Other things to look out for in your food choices include:
● Getting your daily dose of fibre for healthy body weight, good digestion and a healthy heart.
● Cutting down your sugar intake to avoid unnecessary calorie intake that could lead to weight gain.
● Using less salt in your meals; instead, spice up your food with herbs and spices.
● Limiting intake of high fat foods to maintain a healthy body weight and heart.
3. Fight NCDs by staying fit and active
Physical activity improves cardiovascular fitness, strength and flexibility, and burns up calories to keep you fit and trim.
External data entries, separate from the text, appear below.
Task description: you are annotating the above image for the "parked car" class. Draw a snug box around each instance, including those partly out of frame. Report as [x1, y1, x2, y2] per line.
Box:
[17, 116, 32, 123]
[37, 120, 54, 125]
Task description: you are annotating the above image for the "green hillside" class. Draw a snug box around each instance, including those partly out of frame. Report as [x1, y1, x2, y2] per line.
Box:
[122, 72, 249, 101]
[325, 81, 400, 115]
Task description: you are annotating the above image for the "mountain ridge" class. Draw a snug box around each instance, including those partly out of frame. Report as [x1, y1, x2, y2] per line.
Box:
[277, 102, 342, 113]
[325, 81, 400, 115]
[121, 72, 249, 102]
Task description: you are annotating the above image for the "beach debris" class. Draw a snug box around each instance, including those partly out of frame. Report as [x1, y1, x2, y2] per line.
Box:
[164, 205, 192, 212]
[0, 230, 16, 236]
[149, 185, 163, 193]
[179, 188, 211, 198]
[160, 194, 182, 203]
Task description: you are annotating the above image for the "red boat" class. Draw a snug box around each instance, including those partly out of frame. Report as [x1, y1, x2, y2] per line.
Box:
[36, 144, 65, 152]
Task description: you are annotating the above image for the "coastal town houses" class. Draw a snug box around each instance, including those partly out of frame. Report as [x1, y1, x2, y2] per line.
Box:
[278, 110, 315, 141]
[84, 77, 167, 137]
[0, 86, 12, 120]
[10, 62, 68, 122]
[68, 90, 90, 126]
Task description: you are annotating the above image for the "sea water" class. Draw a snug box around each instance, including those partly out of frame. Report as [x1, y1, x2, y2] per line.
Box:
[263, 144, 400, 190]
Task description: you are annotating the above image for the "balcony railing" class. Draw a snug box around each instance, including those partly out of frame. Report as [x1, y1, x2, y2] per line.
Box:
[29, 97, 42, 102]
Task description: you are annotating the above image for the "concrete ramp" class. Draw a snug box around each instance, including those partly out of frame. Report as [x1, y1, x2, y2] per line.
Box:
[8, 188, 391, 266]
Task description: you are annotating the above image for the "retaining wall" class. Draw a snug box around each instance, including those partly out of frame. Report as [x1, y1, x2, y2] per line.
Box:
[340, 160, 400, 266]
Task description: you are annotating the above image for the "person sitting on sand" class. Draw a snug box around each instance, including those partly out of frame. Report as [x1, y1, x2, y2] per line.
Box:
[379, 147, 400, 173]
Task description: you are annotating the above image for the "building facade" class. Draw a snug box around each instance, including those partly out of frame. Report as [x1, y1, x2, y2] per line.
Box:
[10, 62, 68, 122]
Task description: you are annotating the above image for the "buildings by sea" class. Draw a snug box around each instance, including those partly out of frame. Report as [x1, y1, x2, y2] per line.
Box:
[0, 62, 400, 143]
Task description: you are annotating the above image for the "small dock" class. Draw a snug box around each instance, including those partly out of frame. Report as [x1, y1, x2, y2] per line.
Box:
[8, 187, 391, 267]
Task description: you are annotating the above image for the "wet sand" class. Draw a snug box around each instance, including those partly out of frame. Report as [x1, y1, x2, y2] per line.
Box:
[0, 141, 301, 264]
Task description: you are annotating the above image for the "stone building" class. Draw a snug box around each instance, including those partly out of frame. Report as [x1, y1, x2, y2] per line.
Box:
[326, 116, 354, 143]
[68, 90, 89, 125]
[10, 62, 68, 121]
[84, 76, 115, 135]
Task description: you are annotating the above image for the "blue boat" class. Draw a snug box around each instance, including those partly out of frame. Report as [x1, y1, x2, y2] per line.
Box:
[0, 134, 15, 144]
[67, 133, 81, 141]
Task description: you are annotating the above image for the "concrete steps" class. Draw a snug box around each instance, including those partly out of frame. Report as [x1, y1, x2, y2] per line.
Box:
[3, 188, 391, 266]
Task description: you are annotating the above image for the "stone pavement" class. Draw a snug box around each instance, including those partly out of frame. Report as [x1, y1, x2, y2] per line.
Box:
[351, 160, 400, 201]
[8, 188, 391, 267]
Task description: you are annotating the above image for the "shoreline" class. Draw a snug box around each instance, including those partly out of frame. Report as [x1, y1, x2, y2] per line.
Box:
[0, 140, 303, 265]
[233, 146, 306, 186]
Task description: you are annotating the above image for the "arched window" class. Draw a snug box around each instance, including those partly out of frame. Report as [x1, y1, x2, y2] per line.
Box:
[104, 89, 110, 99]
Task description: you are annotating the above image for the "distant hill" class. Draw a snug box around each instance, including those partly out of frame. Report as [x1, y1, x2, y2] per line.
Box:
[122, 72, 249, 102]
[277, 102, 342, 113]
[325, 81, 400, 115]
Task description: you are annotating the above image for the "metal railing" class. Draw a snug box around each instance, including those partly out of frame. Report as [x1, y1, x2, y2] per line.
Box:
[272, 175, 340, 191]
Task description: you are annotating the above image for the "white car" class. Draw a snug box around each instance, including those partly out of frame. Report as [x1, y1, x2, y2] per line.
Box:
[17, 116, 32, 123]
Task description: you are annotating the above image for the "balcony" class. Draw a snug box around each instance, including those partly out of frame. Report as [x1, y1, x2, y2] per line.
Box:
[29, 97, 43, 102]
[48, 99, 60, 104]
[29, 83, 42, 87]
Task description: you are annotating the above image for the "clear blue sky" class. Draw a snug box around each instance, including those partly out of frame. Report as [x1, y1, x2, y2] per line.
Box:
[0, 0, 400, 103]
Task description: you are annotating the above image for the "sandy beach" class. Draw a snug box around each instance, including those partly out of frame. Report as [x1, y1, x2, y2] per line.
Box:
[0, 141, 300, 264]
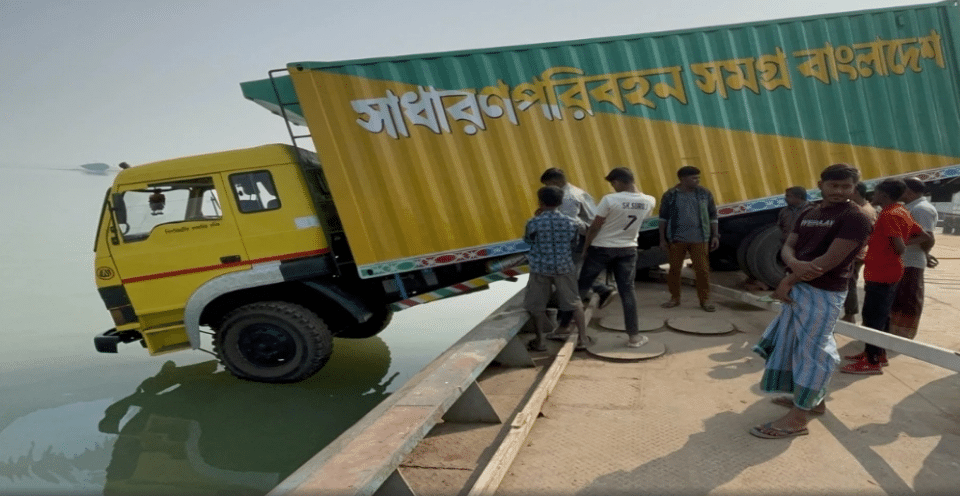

This leaves you looking, feeling and thinking better.
The Malaysian Dietary Guidelines (MDG) recommends that all adults should carry out 30 minutes of moderate intensity physical activity at least five to six days a week, preferably daily, to maintain current body weight.
When your fitness improves, the intensity and amount of time spent on physical activity can be gradually increased. If you want to lose weight, the duration of physical activity should be at least 60 minutes daily.
Limit physical inactivity and any sedentary habits like watching television, or working at the computer to no more than two hours a day. Also try to be active as much as you can every day in as many ways as possible, eg taking the stairs, doing household chores, washing your car, etc.
Remember that every bit of physical activity counts.
4. Rest and relax
Prolonged stress has been identified as a factor that increases the risk of NCDs, especially heart diseases. Most adults agree that modern living can be rather stressful. Coping with certain amounts of stress is acceptable, but with prolonged exposure to excessive levels, it mostly definitely becomes harmful.
Some of the ways you can handle stress are to find a companion to share your thoughts or go for a short holiday to relax yourself.
5. Don’t light that next cigarette
Although smoking seems like a harmless puff of fun, each stick contains thousands of chemicals that destroy healthy organs. Smoking can clog up your arteries, reduce blood flow, and cause addiction.
6. Avoid alcohol intake
Too much alcohol does just the same as smoking, and increases your risk of developing NCDs. If you attend gatherings occasionally, choose non-alcoholic beverages or learn how to limit your alcohol intake.
7. Get a good night’s sleep
The quality of your sleep directly affects the quality of your waking life. This includes mental sharpness, productivity, emotional balance, creativity and physical vitality. Hence, make sure you get sufficient sleep in order to wake up feeling refreshed.
These are the seven little steps you need to take to get started on a healthier you. Let’s make a change today. Live healthy and stay free from NCDs.
Don’t be a statistic, start living a healthier lifestyle today.